判旨しかしながら、本件譲受予約について考察するに、右譲受予約の完結権を行使し得る場合は1において認定したとおり単に被告学園が本件建物(二)の割賦金の支払を遅延した場合ないしはこれに付随する場合のほか、譲渡契約の基本理念である本件建物(二)を被告学園が幼稚園として使用していくことが困難と思われる事情が生じたときも含まれ、一方被告学園が割賦金の支払は遅延せずあるいはこれを完済したとしてもその他の金銭債務たとえば本件土地地代の支払を遅延した場合も譲渡契約に違反した場合に該当すると判断できれば完結権を行使し得るものと解され(土地賃貸借契約の大綱は譲渡契約添付の別紙土地賃貸借契約様式において定められていること前掲甲第一号証により認められ、土地賃貸借契約は譲渡契約の補充契約たる性質のものであること前認定のとおり。)ることなどによれば、本件譲受予約は本来型売買予約たる側面と担保型売買予約たる側面の二面を有し、かつ担保型売買予約たる側面においてもその被担保債権には、これと併存する抵当権とは異なり、本件建物(二)の割賦金債権のみにとどまらず、原告と被告学園間に譲渡契約に関連して生ずる違約金、土地使用料、建物使用相当額、遅延損害金などの金銭債権も含まれるものと解するを相当とする。

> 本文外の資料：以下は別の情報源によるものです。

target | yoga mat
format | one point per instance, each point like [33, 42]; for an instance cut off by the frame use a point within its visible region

又単に原告は被担保債権の満足を受ければ目的を達するものではなく、本件建物(二)の所有権を回復し、その後に原告において再び健全な幼稚園経営者にこれを譲渡するなどして幼稚園として団地居住者の利用に供するとの公共的な必要性があり、右必要性は法の趣旨に照らし是認されるべきものと認められるから、後順位抵当権者(被告金庫)により本件建物(二)につき競売の申立がなされこれが裁判所に係属しているといえども原告は民事訴訟法六四八条四号又は競売法二七条四項四号に基づき当該権利が仮登記担保権であること及び被担保債権とその全額を明らかにして競売裁判所に届出る方法により目的不動産の競売手続に参加して配当を受けることでは足らず、自己固有の権利を実行し被告金庫に対し仮登記に基づく本登記手続の承諾を求める正当な法的利益を有するものと認められる。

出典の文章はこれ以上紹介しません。